Houston Texans Coach Gary Kubiak
Houston Texans coach Gary Kubiak looks at a play chart during a game against the Kansas City Chiefs on October 20, 2013. Photographer: Peter G. Aiken/Getty Images

Nov. 4 (Bloomberg) -- Houston Texans coach Gary Kubiak is in stable condition after collapsing as he left the field at halftime of last night’s National Football League game against the Indianapolis Colts.

Kubiak, 52, didn’t suffer a heart attack and didn’t lose consciousness during the incident, the Texans said. He was taken off the field at Reliant Stadium in Houston after being attended to by medical personnel and then to a local hospital in an ambulance for further tests.

“He had an episode at the end of the first half where he was lightheaded and dizzy,” Texans General Manager Rick Smith said in a televised interview after the 27-24 loss. “He’s been evaluated by a number of specialists. He is awake, he’s coherent and he’s talking, so we’re just trying to get some information about what his condition is.”

Defensive coordinator Wade Phillips took over as the Texans’ coach during the second half. Houston, which led 21-3 at halftime, was outscored 24-3 in the second half.

“It was a shock to everybody,” Phillips said in his post-game interview. “But the game came down to them playing well at crunch time and we didn’t.”

Smith said Kubiak’s vital signs were stable at the hospital and he could rejoin the team today.

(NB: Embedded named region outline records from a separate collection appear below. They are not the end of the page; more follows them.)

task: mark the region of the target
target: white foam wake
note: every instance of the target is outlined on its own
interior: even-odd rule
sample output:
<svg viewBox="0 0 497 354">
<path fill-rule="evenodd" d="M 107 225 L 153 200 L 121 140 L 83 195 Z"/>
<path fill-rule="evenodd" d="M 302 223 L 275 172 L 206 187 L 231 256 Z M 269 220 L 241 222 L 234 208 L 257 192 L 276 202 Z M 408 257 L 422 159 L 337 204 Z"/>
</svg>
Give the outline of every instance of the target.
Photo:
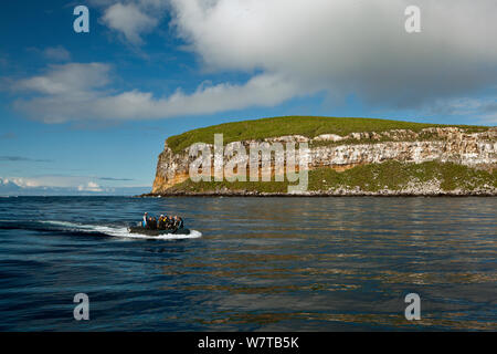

Kubiak’s collapse came two days after Denver Broncos coach John Fox felt lightheaded during a bye week golf outing in North Carolina because of a heart condition. Fox, 58, will undergo aortic heart valve replacement this week and take a leave of absence from the team for several weeks. Doctors had told Fox months ago that his defective aortic valve would require a procedure after the 2013 season, the team said.